A thriller set against the world of pharmacology, Soderbergh’s drama moves along at measured pace. Beginning with a crane shot across the Manhattan skyline that blends into the bloody scene of a murder, the film then jumps back in time to three months prior. The story centers on Emily Taylor (Rooney Mara), a depressed newlywed who has spent the majority of her first five years of marriage alone, as her husband Martin (Channing Tatum) serves out a prison sentence for insider trading. Upon Martin’s release Emily’s disposition takes a slide for the worse and eventually culminates when she thrashes her car into the wall of a parking garage. Worried for her safety, Emily is forced to consult with clinical psychologist Jonathan Banks (Jude Law) who after a slew of other treatments eventually prescribes Emily the new wonder drug Ablixa and this is where the plot really takes a turn. On the surface, the drug seems to have a remarkable result on Emily, with the only apparent side effect being her strange sleepwalking
The less said about the plot from here the better, as the narrative swings into a twist driven thriller. Initially appearing as a commentary on the big business of anti-depression drugs, much like Erin Brockovich was to corporate greed or Traffic to the War on Drugs, Side Effects quickly turns on expectations to become a murder mystery reminiscent of such films as Double Indemnity and Body Heat.

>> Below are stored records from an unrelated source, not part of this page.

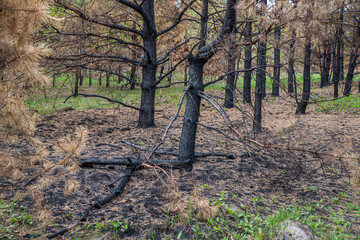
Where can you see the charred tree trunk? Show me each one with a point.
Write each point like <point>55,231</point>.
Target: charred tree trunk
<point>337,68</point>
<point>81,78</point>
<point>247,63</point>
<point>260,80</point>
<point>192,109</point>
<point>196,68</point>
<point>325,73</point>
<point>148,87</point>
<point>230,79</point>
<point>301,109</point>
<point>90,78</point>
<point>291,70</point>
<point>76,88</point>
<point>107,78</point>
<point>119,72</point>
<point>352,63</point>
<point>276,80</point>
<point>185,75</point>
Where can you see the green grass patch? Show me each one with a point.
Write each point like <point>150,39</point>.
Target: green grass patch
<point>244,223</point>
<point>349,104</point>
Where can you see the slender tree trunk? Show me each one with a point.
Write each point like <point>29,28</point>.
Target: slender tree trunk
<point>185,75</point>
<point>107,78</point>
<point>196,68</point>
<point>170,75</point>
<point>119,72</point>
<point>230,78</point>
<point>260,80</point>
<point>352,63</point>
<point>54,79</point>
<point>192,109</point>
<point>337,69</point>
<point>90,78</point>
<point>301,109</point>
<point>247,63</point>
<point>149,70</point>
<point>291,71</point>
<point>77,79</point>
<point>276,80</point>
<point>325,77</point>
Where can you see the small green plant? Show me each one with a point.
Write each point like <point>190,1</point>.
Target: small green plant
<point>311,189</point>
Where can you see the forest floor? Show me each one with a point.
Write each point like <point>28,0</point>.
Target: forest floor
<point>247,191</point>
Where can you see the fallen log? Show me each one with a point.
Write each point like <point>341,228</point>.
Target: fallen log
<point>115,192</point>
<point>227,155</point>
<point>131,161</point>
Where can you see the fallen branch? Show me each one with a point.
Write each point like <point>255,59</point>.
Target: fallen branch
<point>106,98</point>
<point>131,161</point>
<point>227,155</point>
<point>115,192</point>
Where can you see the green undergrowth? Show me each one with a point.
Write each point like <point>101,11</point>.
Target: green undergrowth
<point>349,104</point>
<point>325,219</point>
<point>15,220</point>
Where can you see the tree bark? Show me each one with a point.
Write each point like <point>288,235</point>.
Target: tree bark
<point>276,80</point>
<point>247,63</point>
<point>107,78</point>
<point>196,68</point>
<point>230,78</point>
<point>291,71</point>
<point>90,78</point>
<point>76,88</point>
<point>337,68</point>
<point>147,106</point>
<point>352,63</point>
<point>260,80</point>
<point>192,109</point>
<point>301,109</point>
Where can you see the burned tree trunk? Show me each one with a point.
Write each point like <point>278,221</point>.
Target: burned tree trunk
<point>337,68</point>
<point>192,110</point>
<point>247,63</point>
<point>306,79</point>
<point>196,68</point>
<point>260,79</point>
<point>291,70</point>
<point>148,85</point>
<point>276,79</point>
<point>230,79</point>
<point>353,58</point>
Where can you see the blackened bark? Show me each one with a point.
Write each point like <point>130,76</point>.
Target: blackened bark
<point>54,79</point>
<point>90,78</point>
<point>107,78</point>
<point>230,78</point>
<point>276,80</point>
<point>119,72</point>
<point>81,78</point>
<point>291,71</point>
<point>301,109</point>
<point>76,87</point>
<point>260,84</point>
<point>193,99</point>
<point>352,63</point>
<point>337,68</point>
<point>185,75</point>
<point>247,63</point>
<point>192,109</point>
<point>325,72</point>
<point>148,87</point>
<point>260,91</point>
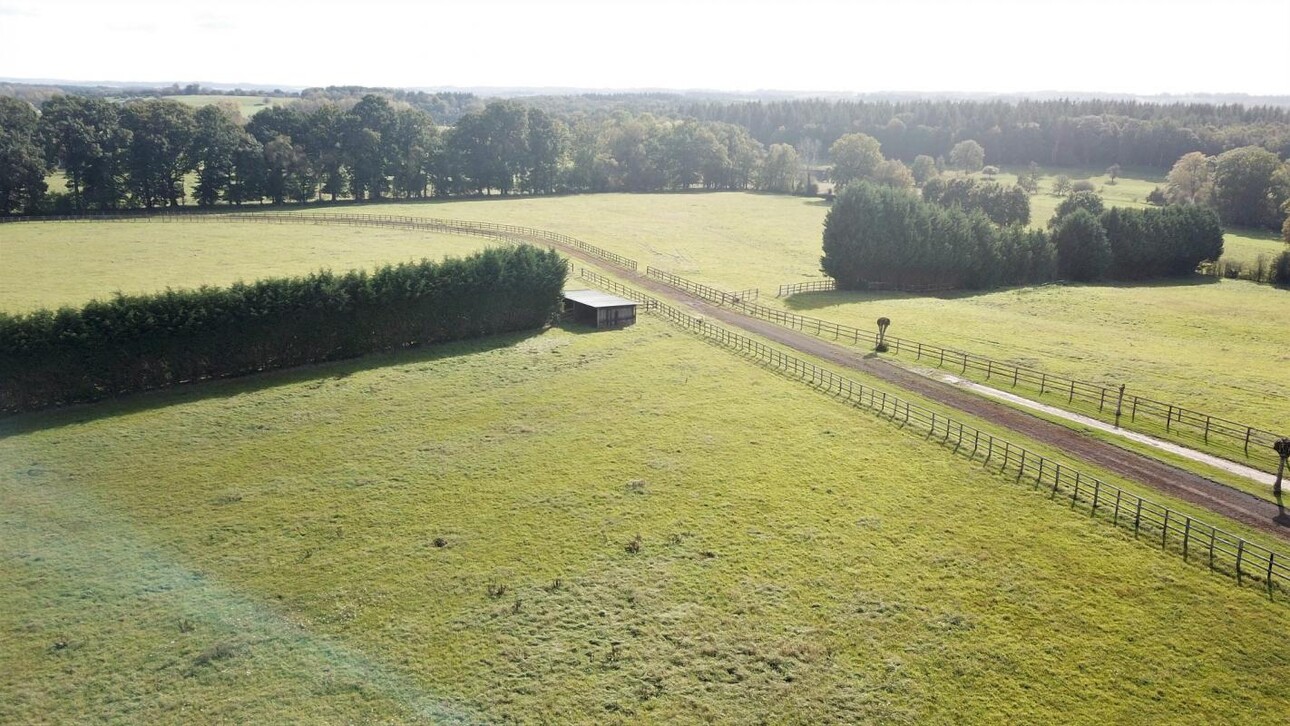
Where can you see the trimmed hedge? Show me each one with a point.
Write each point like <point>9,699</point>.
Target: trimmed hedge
<point>139,342</point>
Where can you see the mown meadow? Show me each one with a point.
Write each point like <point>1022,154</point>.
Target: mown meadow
<point>52,264</point>
<point>586,528</point>
<point>1202,343</point>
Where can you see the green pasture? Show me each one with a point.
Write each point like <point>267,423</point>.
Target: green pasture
<point>1205,346</point>
<point>50,264</point>
<point>1201,343</point>
<point>247,105</point>
<point>581,528</point>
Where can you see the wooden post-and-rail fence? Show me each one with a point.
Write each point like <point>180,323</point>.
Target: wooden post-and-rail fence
<point>1236,440</point>
<point>1190,537</point>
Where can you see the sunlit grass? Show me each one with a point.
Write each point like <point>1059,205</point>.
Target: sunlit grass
<point>446,533</point>
<point>50,264</point>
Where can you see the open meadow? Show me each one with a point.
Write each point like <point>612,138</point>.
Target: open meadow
<point>1202,343</point>
<point>247,105</point>
<point>586,528</point>
<point>50,264</point>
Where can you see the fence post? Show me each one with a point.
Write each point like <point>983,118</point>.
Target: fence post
<point>1240,556</point>
<point>1187,534</point>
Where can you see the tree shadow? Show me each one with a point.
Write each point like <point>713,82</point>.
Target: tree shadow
<point>17,424</point>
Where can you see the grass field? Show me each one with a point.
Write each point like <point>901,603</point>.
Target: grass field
<point>69,263</point>
<point>446,533</point>
<point>247,105</point>
<point>1204,343</point>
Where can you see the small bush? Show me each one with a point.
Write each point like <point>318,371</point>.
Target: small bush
<point>1280,272</point>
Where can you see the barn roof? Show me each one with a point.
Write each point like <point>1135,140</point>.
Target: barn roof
<point>596,299</point>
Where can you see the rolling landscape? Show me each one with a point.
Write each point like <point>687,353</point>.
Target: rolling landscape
<point>919,406</point>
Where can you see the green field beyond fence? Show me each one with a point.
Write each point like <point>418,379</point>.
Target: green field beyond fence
<point>1226,437</point>
<point>1190,537</point>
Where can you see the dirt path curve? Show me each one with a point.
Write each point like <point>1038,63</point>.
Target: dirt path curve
<point>1171,480</point>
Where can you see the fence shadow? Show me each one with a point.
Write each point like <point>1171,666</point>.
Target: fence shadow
<point>17,424</point>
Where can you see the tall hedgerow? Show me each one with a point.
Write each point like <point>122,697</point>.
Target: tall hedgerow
<point>139,342</point>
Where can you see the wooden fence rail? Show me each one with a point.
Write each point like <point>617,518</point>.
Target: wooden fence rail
<point>830,285</point>
<point>1190,537</point>
<point>1157,418</point>
<point>1222,436</point>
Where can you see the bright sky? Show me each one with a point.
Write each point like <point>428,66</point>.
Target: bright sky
<point>924,45</point>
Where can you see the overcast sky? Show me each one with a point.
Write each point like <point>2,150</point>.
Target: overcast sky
<point>988,45</point>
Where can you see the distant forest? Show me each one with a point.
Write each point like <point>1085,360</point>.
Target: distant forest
<point>347,142</point>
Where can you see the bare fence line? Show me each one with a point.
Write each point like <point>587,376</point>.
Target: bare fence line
<point>1108,402</point>
<point>830,285</point>
<point>1183,534</point>
<point>702,290</point>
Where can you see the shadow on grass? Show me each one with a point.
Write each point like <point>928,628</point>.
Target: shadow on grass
<point>824,299</point>
<point>16,424</point>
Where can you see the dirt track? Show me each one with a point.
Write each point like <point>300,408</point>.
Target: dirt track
<point>1174,481</point>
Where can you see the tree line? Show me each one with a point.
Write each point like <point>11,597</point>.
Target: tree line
<point>141,342</point>
<point>879,234</point>
<point>1246,186</point>
<point>142,154</point>
<point>1059,133</point>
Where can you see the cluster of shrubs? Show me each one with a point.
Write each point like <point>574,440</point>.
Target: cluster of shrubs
<point>1275,271</point>
<point>881,235</point>
<point>1133,244</point>
<point>1004,205</point>
<point>141,342</point>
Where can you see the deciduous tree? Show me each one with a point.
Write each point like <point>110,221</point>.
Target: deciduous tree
<point>968,156</point>
<point>1191,181</point>
<point>855,156</point>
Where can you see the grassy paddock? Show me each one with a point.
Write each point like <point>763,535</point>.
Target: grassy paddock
<point>450,533</point>
<point>1201,343</point>
<point>50,264</point>
<point>247,105</point>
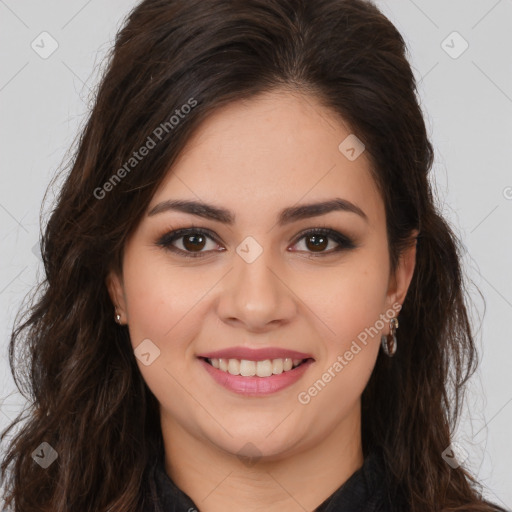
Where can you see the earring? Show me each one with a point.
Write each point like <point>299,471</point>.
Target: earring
<point>389,343</point>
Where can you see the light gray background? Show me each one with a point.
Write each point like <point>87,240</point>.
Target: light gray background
<point>468,106</point>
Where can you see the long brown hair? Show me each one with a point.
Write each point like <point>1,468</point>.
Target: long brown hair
<point>76,366</point>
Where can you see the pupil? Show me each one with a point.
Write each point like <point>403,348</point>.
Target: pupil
<point>192,242</point>
<point>321,241</point>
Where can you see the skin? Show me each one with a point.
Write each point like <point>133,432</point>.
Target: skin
<point>255,158</point>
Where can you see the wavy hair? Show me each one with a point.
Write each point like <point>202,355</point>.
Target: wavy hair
<point>76,367</point>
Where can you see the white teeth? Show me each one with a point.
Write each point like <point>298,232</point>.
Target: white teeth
<point>247,368</point>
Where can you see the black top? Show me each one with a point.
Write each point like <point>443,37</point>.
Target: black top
<point>364,491</point>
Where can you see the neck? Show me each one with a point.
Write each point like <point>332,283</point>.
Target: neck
<point>299,480</point>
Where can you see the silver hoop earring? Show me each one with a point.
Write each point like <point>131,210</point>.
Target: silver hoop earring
<point>389,342</point>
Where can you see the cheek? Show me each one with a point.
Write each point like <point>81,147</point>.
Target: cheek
<point>159,297</point>
<point>351,300</point>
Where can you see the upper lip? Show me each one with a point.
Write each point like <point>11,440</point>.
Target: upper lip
<point>255,354</point>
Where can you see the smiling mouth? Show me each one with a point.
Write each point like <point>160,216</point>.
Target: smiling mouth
<point>246,368</point>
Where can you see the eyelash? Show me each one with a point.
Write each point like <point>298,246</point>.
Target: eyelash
<point>345,243</point>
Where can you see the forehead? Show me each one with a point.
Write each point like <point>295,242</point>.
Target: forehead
<point>278,149</point>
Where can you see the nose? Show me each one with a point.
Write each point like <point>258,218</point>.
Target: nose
<point>256,295</point>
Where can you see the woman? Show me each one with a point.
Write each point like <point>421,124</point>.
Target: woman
<point>251,301</point>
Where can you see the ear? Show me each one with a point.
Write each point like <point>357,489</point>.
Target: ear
<point>115,286</point>
<point>401,279</point>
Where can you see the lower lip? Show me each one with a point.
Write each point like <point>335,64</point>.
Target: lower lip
<point>256,386</point>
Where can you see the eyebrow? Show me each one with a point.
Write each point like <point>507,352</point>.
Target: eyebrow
<point>286,216</point>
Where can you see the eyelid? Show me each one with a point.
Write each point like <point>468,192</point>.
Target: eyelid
<point>344,241</point>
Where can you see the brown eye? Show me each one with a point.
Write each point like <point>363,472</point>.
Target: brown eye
<point>189,242</point>
<point>316,242</point>
<point>194,242</point>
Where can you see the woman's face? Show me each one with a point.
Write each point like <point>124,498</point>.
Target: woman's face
<point>247,276</point>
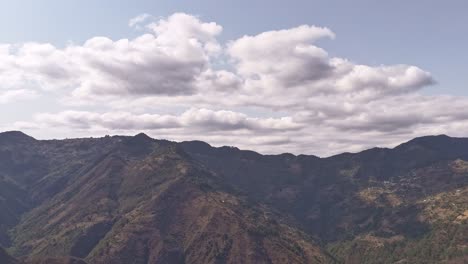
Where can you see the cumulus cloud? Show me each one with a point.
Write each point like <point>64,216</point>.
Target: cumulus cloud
<point>15,95</point>
<point>203,120</point>
<point>277,91</point>
<point>138,20</point>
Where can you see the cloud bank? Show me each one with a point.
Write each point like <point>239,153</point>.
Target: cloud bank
<point>274,92</point>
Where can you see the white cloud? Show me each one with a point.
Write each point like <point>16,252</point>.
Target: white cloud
<point>177,81</point>
<point>16,95</point>
<point>138,20</point>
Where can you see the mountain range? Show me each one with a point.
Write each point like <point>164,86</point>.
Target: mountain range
<point>135,199</point>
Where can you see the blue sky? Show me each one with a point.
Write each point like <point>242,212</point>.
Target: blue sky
<point>431,34</point>
<point>315,77</point>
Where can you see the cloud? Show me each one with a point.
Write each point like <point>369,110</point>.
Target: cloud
<point>201,120</point>
<point>16,95</point>
<point>277,91</point>
<point>138,20</point>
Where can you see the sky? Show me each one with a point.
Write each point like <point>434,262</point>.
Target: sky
<point>312,77</point>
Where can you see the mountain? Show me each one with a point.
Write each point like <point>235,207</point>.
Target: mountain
<point>138,200</point>
<point>135,199</point>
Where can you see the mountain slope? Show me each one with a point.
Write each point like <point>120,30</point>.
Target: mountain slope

Soderbergh always manages to produce a finished film that is well acted, well crafted, and is, above all else, professional, and this latest offering is no different. The proficient quartet of Rooney Mara, Catherine Zeta-Jones, Channing Tatum and Jude Law, are all major contributors to the reality of Side Effects, but is Mara who truly shines as the distraught Emily. Much like her performance in The Girl with the Dragon Tattoo, Mara appears effortless with her considered tone and those unwavering eyes that draw the viewer more forward in their seat with every passing scene.
In many ways, Side Effects is the perfect swan song for Soderbergh. Like many the films in his catalog, it is impeccably made, with the director showing his panache for composition, framing and editing throughout. With this being said, the narrative does end in perhaps too perfect of a bow, with all loose ends ultimately accounted for. However, Soderbergh’s ability behind the camera to make the seemingly sterile corridors of hospitals and sparse whitewashed walls of doctors’ offices seem beautiful and almost painterly is reason enough to see this film. While Side Effects may not be the director’s best offering to date, it is prime example of a filmmaker truly in control of his talents.